Even Australia! hahaha :D
Maybe the bigger question is how unethical does a developer have to be until Valve actually has to make some sort of apology to their own fans. So far things like the war z have seemed to only bother people and tick them off, and there hasn't been some sort of huge scale problem with another developer messing with Steam that it makes Valve fans mad at Valve......maybe when EA pulled their games? But I'm not sure because I was more happy at the possibility of EA going out of business if they keep going down that route. Maybe Valve needs to keep getting poked by these problems until one is so big they have to talk about it and change something.
Will it take someone making $1 million, $10, $50 million? and have it being done through a public scam on Steam, before Valve goes, heyyyyyyyyyyy maybe we'll give that money back and put you on a blacklist.
I think back to 2012 and the Kalypso/NovaCore's Legends of Pegasus fiasco. It took two months of complaints before Valve started refunding people for the fraud that was committed. And even at that, they kept the store page up and were still accepting purchases while simultaneously giving refunds.
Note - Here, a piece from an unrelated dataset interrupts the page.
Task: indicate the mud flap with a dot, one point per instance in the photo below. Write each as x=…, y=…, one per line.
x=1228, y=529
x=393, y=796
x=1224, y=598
I don't think any "reasonable" person expects a refund simply because they don't like the game but at the same time, when a game is so obviously flawed so as not to be playable, Valve's reponse should be swift and unequivocal.
It's simple respect for the customers who helped make you what you are today.
Seems indeed more like they want a clearer SSA and TOS, rather than that they're demanding everything should be able to be refunded for any reason.
It doesn't matter what clause steam adds, thats the whole point. Under Australian law our statutory rights cannot be diminished nor waived.
This is not how it works. Try reading the quoted excerpt from the legislation posted above before posting.
The main issue here is that Valve have a "NO REFUND" policy, which is illegal under Australian Law.
This is in essence how the Consumer law protects Australian consumers.
Valve can do what they like, but when more consumers complain to the ACCC about the "reasonableness" of the timeframe and Valve starts to cop million dollar fines, you will find that Valve comes to the party pretty quickly.
From my understanding of the lawsuit and examining Valves refund policy and SSA, Valve doesn't have a leg to stand on. The ACCC doesn't take losing cases to court.
The term "products and services" is clearly and broadly defined and it is irrelevant whether a product or service has a physical dimension or not.